Wikipedia has long been based on one of its most important principles – the neutral point of view (NPOV). In theory, this means that every article should present facts without bias. In practice, however, achieving full neutrality is a major challenge, especially across millions of articles written by people from all over the world.
A recently published scientific paper entitled “Cross-Topic Sentiment Analysis of Wikipedia Articles: A Comparative Study of AI Models” shows how artificial intelligence can help analyze this issue. The authors of the publication: Włodzimierz Lewoniewski, Milena Stróżyna, Izabela Czumałowska, Aleksandra Wojewoda, Krzysztof Węcel. The researchers examined around 7 million articles from the English-language Wikipedia, seeking to answer the question: is the language used in these texts truly neutral?
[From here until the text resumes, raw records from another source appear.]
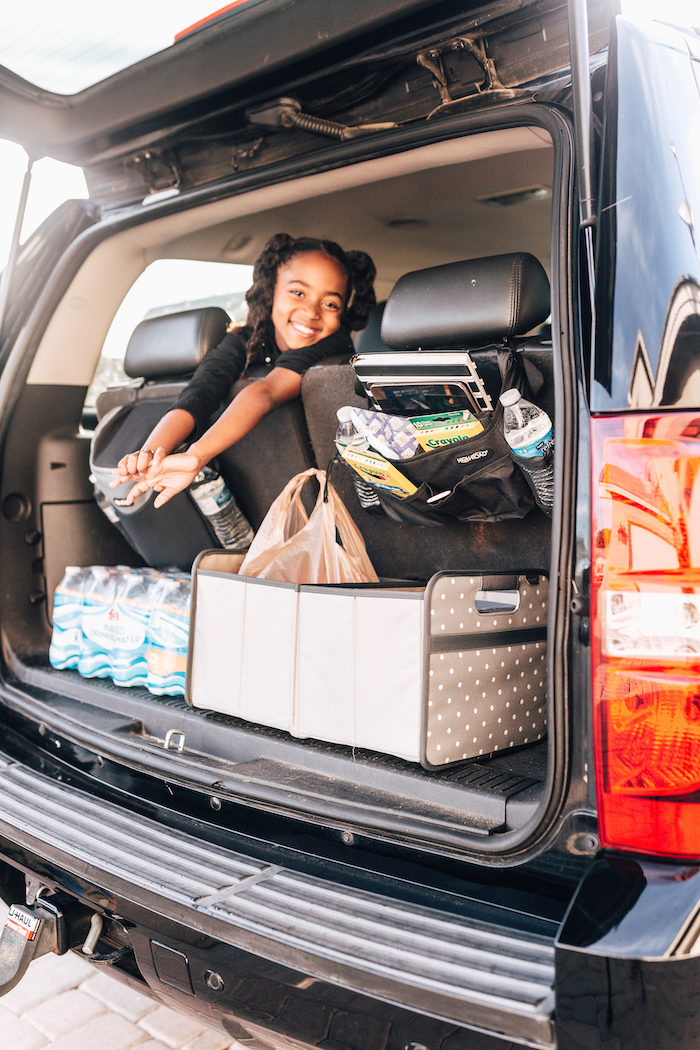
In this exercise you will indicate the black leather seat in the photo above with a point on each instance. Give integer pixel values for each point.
(162, 355)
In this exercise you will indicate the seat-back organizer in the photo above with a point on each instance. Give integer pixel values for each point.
(435, 673)
(514, 299)
(162, 354)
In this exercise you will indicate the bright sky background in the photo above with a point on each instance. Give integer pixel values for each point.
(90, 59)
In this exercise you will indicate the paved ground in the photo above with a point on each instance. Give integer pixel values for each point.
(64, 1003)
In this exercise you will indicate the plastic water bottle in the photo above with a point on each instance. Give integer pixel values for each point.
(215, 501)
(347, 436)
(528, 431)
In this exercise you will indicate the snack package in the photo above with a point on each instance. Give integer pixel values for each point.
(444, 419)
(379, 473)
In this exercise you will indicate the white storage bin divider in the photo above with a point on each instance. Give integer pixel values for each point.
(433, 675)
(360, 667)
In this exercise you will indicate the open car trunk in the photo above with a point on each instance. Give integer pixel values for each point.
(485, 185)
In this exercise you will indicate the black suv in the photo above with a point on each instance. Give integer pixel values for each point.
(304, 891)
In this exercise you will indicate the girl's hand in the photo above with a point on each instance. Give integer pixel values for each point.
(132, 466)
(168, 475)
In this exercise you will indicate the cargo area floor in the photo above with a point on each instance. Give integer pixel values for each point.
(269, 768)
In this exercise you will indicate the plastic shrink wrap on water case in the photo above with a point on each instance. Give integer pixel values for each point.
(124, 624)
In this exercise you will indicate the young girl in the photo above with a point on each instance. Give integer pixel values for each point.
(305, 298)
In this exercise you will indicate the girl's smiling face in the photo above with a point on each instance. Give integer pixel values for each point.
(309, 300)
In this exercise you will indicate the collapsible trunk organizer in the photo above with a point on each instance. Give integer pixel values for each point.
(435, 674)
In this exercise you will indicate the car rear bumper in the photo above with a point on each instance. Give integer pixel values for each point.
(210, 909)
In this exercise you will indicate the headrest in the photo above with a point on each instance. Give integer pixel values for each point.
(368, 339)
(466, 303)
(175, 343)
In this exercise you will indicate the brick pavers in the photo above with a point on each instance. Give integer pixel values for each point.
(63, 1003)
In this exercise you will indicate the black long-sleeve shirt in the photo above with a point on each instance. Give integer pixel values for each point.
(211, 383)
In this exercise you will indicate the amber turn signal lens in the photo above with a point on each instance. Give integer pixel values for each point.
(645, 631)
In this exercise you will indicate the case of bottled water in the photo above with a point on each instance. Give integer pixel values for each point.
(125, 624)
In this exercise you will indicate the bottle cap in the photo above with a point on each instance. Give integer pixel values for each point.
(510, 397)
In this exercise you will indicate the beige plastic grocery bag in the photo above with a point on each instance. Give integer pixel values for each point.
(299, 548)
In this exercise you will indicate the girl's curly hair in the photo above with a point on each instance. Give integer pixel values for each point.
(278, 251)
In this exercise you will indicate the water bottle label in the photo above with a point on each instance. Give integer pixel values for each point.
(211, 505)
(536, 449)
(112, 629)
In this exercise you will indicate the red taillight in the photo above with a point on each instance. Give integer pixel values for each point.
(645, 631)
(210, 18)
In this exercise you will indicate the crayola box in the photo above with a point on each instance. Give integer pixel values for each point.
(441, 436)
(379, 471)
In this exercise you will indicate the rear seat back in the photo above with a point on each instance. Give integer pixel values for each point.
(259, 465)
(163, 353)
(514, 299)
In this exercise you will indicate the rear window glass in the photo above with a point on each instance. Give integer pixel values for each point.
(168, 287)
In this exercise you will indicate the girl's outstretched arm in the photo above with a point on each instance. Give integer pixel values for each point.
(167, 434)
(169, 475)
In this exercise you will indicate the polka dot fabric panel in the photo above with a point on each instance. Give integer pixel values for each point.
(486, 667)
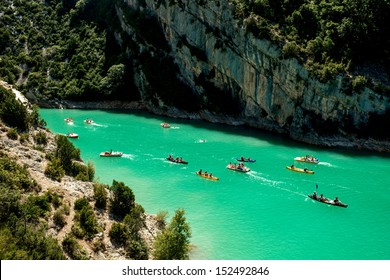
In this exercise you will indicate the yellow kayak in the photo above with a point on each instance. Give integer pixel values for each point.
(302, 170)
(207, 176)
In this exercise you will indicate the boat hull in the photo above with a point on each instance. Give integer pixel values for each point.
(207, 177)
(300, 170)
(328, 201)
(304, 159)
(109, 154)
At first glance, one might think it is enough to check whether a text contains positive or negative words. However, the problem is much more complex. Wikipedia articles are long and cover multiple threads; their style varies depending on the field, such as politics or quantum physics; and they sometimes describe controversial topics. This means that subtle differences in wording can suggest bias, even when there are no obvious emotionally charged words.
As part of the research, several different approaches to language analysis were used:
- lexicon-based models, such as TextBlob and VADER, which rely on predefined word lists,
- modern language models based on transformer architecture, such as RoBERTa and DistilBERT.
The results show that Wikipedia’s neutrality is not uniform; it varies across subject areas. The choice of model can significantly affect the assessment of a text, and in the case of long and complex articles, it is necessary to combine evaluations from smaller fragments. The findings may also have practical applications. For example, they could support better quality control on Wikipedia: automated systems could identify passages that deviate from neutrality, helping editors correct them more quickly. Another application is the fight against disinformation: similar methods can be used to analyze online articles and detect biased or manipulative content. Such technologies can help internet users better understand when a text is objective and when it is trying to influence their opinion.
One of the most important outcomes of the research is a publicly available dataset, released on Hugging Face, which contains sentiment scores assigned by different models to around 7 million English-language Wikipedia articles. Supplementary materials have also been made available, providing a clearer understanding of how the analysis was conducted.
The scientific paper was presented at the IJCAI 2025 conference. The publication is available under DOI: 10.1007/978-3-032-18920-2_34.
This research is supported by the project “OpenFact – artificial intelligence tools for verification of the veracity of information sources and fake news detection” (INFOSTRATEG-I/0035/2021-00), granted within the INFOSTRATEG I program of the National Center for Research and Development, under the topic: Verifying information sources and detecting fake news.